According to the International Criminal Tribunal for the former Yugoslavia (ICTY) prosecutor Carla Del Ponte, there were approximately 2,000 people held in the facility on 19 November, including civilians and approximately 800 people detained as prisoners of war by the JNA. Those included several hundred detainees taken from the Vukovar hospital. People transported to the Velepromet camp were then separated based on their ethnicity and suspected ZNG and Croatian police personnel were separated from the others. Colonel Bogdan Vujić of the JNA Counterintelligence Service visited the camp that day and described the conditions there as "inhumane". The International Committee of the Red Cross was denied access to the Velepromet camp.

Upon arrival at the facility, some of the prisoners were selected for beatings or execution. Survivors reported that some of the detainees were escorted to the brickyard, from which shots could be heard, and those detainees were not seen again. One surviving prisoner later reported that he witnessed the killing of one prisoner in the camp itself, when Serbian paramilitaries slit the victim's throat in front of detainees. Other prisoners were beaten during interrogations, were shot and wounded, or were otherwise abused. On 19 November, gradual transfer of the detainees to Sremska Mitrovica prison in Serbia started. These transfers caused a clash between Vujić and the Croatian Serb TO, as the latter wanted to keep the detainees under their control.

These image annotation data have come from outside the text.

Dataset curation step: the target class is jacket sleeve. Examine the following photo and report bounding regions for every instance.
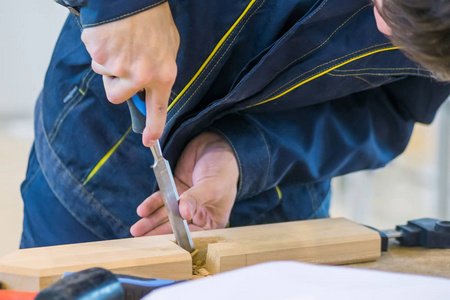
[211,78,450,200]
[55,0,167,28]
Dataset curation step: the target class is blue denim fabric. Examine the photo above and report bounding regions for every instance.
[55,0,167,28]
[22,0,449,247]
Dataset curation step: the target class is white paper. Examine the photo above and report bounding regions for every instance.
[144,261,450,300]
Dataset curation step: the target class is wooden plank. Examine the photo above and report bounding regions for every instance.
[0,219,381,291]
[197,218,381,274]
[0,236,192,291]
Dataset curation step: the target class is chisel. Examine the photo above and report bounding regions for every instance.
[127,92,195,253]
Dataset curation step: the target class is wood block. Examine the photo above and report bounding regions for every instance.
[0,218,381,291]
[194,218,381,274]
[0,236,192,291]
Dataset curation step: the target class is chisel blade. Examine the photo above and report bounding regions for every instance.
[152,151,195,253]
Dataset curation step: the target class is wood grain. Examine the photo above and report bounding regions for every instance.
[0,218,380,291]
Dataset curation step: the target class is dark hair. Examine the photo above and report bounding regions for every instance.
[377,0,450,81]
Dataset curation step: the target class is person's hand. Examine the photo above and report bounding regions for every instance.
[81,2,180,147]
[130,132,239,237]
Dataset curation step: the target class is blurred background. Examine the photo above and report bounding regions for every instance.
[0,0,67,256]
[0,0,450,257]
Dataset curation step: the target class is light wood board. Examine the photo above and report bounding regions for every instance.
[0,218,381,291]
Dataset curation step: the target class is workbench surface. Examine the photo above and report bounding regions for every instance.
[348,241,450,278]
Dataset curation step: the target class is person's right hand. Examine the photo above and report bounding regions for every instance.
[130,132,239,237]
[81,2,180,147]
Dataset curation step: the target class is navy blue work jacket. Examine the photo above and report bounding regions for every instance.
[23,0,450,244]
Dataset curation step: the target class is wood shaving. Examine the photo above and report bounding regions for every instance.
[191,249,212,277]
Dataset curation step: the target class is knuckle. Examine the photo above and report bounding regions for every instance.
[88,47,107,65]
[111,62,128,78]
[106,90,122,104]
[133,71,154,88]
[158,64,177,85]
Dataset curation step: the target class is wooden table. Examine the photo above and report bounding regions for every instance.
[348,241,450,278]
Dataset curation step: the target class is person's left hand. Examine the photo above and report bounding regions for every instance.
[130,132,239,237]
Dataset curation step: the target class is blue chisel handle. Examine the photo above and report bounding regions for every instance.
[127,92,146,134]
[62,268,181,300]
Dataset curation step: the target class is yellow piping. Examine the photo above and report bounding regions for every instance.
[167,0,256,111]
[251,47,399,108]
[275,185,283,200]
[83,126,131,185]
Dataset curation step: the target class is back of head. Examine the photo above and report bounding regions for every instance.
[380,0,450,81]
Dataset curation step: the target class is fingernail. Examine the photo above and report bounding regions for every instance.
[188,201,195,217]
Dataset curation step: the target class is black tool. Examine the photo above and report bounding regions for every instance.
[367,218,450,251]
[35,268,175,300]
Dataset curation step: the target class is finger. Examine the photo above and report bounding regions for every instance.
[136,191,164,218]
[142,85,172,147]
[103,75,139,104]
[179,186,203,221]
[130,207,170,237]
[91,60,114,77]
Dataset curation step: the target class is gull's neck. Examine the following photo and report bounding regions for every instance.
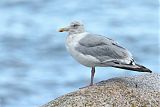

Detainees were generally kept in the Velepromet camp for three to four days before being transferred to Sremska Mitrovica. It is estimated that up to 10,000 civilians and prisoners of war passed through the Velepromet camp before the camp was closed down in March 1992, when the United Nations Protection Force deployed to the area. According to survivors, up to 800 were killed there, although a large number of those deaths are unconfirmed and many are considered missing. The figure includes 700 missing and presumed dead as of 2009. Seventeen victims were buried in graves within the detention facility itself. According to the Croatian Government, about 350 inmates did not leave the camp alive. This figure was repeated by Croatian lawyers in March 2014, during the trial phase of the Croatia–Serbia genocide case before the International Court of Justice (ICJ). Serbia's legal team maintained that the figure of 350 killed is exaggerated, but conceded that crimes had been committed in the camp. Based on the findings of the ICTY, the ICJ found that at least 15 inmates had been killed at Velepromet, but stated that it was impossible for the court to determine the exact number of deaths.

==Aftermath==
The events in the Velepromet camp formed part of three different ICTY indictments, although none resulted in a conviction. In the trial of Slobodan Milošević, the charges brought against Milošević by the ICTY prosecutors included unlawful confinement, imprisonment, torture and inhumane acts against Croat and other non-Serb civilians, including one hundred detainees held in the Velepromet camp. Milošević died before his trial was completed. Vojislav Šešelj, the leader of the Serb Radical Party, associated with the White Eagles paramilitaries, was charged with the unlawful confinement and killing of at least six people at the Velepromet camp who were buried in a mass grave near the site of the Ovčara massacre, near the village of Grabovo south of Vukovar, as well as an unspecified number of people in the brick yard adjacent to the Velepromet camp. He was acquitted of all charges in 2016. Goran Hadžić, a Croatian Serb policial leader in eastern Slavonia, who held the office of President of SAO Eastern Slavonia, Baranja and Western Syrmia, was charged with the unlawful confinement and murder of the 17 people in Velepromet who were later buried within the compound. His trial was abandoned in 2014 as a result of Hadžić being diagnosed with terminal cancer.

The site of the Velepromet camp is marked by a commemorative plaque, and there is a wreath-laying ceremony each November at the site. The compound was restored to is original use as a storage facility.